Montag, 22. Dezember 2014

Rezension zu „The Rising 2 – Das Gefecht“

Wir starten hier mit vollem Rohr in den zweiten Teil der Geschichte. Eris, Sal, Perry und Tyler sind auf dem Weg zu einer offiziell zerstörten Windanlage. Doch eigentlich sollte diese noch funktionieren, laut dem „Institut 18“, das sie dorthin geschickt hat. Schon auf dem Weg dorthin werden sie unter Beschuss genommen. General Banner hat seine Spürhunde auf die vier Gefährten gehetzt. Zuerst noch wegen den Chips, die sie ihm abgenommen haben. Jetzt jedoch will er unbedingt Herr über diesen Windpark werden. Strom bedeutet Macht. Und Macht will Banner mehr als alles andere. Doch auch Yard steht auf seiner Abschussliste. Die Eisenbahnstadt Yard ist der einzige Ort, der ihm noch im Weg stehen könnte. Also sammelt er seine Truppen und marschiert auf Yard. Doch die Menschen in der Stadt wollen ihren Ort nicht einfach aufgeben und Banner überlassen. So kommt es zum Gefecht um Leben und Tod.

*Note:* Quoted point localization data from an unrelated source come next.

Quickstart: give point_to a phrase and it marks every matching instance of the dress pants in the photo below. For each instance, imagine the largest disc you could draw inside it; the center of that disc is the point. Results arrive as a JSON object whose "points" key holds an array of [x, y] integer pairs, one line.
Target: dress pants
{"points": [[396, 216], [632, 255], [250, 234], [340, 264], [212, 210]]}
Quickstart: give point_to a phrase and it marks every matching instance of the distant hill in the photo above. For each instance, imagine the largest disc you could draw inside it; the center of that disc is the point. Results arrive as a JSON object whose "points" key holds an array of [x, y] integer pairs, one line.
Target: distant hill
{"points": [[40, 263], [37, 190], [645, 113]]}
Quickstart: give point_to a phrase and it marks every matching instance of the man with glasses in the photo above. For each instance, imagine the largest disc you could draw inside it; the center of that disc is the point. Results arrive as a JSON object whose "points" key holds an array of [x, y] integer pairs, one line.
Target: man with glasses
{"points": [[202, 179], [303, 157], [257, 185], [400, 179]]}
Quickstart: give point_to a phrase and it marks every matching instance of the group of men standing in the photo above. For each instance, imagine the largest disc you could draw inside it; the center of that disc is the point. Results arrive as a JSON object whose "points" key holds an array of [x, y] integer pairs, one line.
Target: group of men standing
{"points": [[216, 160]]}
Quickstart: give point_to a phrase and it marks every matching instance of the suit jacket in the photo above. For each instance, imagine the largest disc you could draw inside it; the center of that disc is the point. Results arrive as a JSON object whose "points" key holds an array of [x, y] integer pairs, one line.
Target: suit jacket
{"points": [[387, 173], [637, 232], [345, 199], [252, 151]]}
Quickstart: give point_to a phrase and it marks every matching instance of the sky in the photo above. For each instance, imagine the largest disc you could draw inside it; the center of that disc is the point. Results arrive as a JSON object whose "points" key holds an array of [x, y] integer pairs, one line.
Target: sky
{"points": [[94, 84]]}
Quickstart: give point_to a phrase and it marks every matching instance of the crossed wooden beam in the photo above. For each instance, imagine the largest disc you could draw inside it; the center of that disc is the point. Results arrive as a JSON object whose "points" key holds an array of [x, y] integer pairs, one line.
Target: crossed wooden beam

„The Rising 2 – Das Gefecht“ ist der zweite Teil des Zweiteilers in einer Serie über diese postapokalyptische Zeit. Der Autor fesselte mich schon im ersten Teil an das Buch und so war es auch im zweiten Teil. Der Schreibstil ist klar und gerade aus. Am  Inhalt gab es für mich absolut nichts auszusetzen. Die Befehle, Strategien und Handlungen waren für mich schlüssig. Der Spannungsbogen war bis zum Ende gespannt und explodierte dann in dem Gefecht am Ende. Die Protagonisten waren sympathisch und ich habe mit ihnen wieder mitgefiebert. So wurde man auch am Anfang des Buches direkt wieder in ein Scharmützel hinein geworfen, ohne viel hin und her. Das ist genau nach meinem Geschmack. Die beiden Teile bekommen bei mir einen besonderen Platz in meiner Sammlung. Nun warte ich gespannt, wann der 3. Teil veröffentlicht wird. Die nächsten Teile werden zwar soweit nicht mehr über dieselben Protagonisten sein, aber ich schätze, sie werden das Gleiche Level haben, wie die ersten beiden Teile. 5 Sterne, mehr gehen leider nicht.